J’ai effectué la visite du château de Voltaire à Ferney, et son esprit s’y décèle encore. Le plus remarquable est la capacité du philosophe à se glorifier lui-même. Il a commandé un tableau assez mal peint au sein duquel il connaît, grâce à Apollon, une apothéose qui le place à la suite de Sophocle, Euripide, Racine et Corneille ; car il se pensait un immense dramaturge. Mais il méprisait Shakespeare.
Après sa mort, et à la Révolution, on l’a porté aux nues de nouveau, mais pour ses opuscules philosophiques ; et à mon avis, on a alors réalisé des images de meilleur goût : on voit notamment un dessin le représentant en homme de lumière, rayonnant et beau, d’une éternelle jeunesse, monté sur un cheval ailé, tandis qu’il porte à la main le visage qu’on lui connaît, devenu un simple masque; c’est assez grandiose.
La Révolution de 1789 fut souvent plus mystique qu’on ne le sait ou l’admet aujourd’hui, et un cortège glorifiant Voltaire le félicita d’avoir abattu à la fois le fanatisme et l’athéisme : car les nobles, en France, étaient fréquemment cyniques, et le roi Louis XV, lui-même, ne croyait guère en Dieu.
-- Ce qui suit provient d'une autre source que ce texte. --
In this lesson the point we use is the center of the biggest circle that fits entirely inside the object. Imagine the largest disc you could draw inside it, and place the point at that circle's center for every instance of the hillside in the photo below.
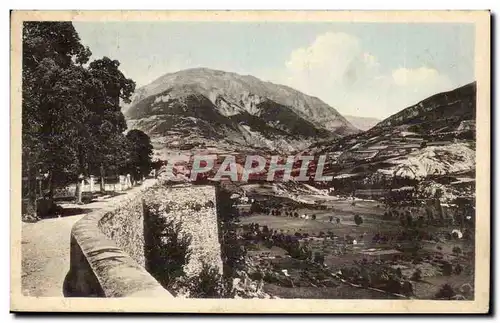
(440, 112)
(214, 107)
En haut de l’échelle sociale, on se divinisait soi-même, et l’Église catholique était utile surtout parce qu’elle affirmait que l’ordre terrestre reflétait l’ordre céleste ; l’autorité du Roi était assimilée à celle de Dieu. Cela dit, Voltaire écrivit pareillement que l’utilité de la religion était de sanctifier des lois que le peuple, sinon, tendra toujours à contester, créant dans la société un perpétuel désordre ; il ne manquait pas non plus de cynisme. Il croyait quand même bien en un être suprême qui accomplissait dynamiquement la justice dans le monde ; en tout cas le disait-il. Dans les faits, cela ne se réalisait pour lui que mollement.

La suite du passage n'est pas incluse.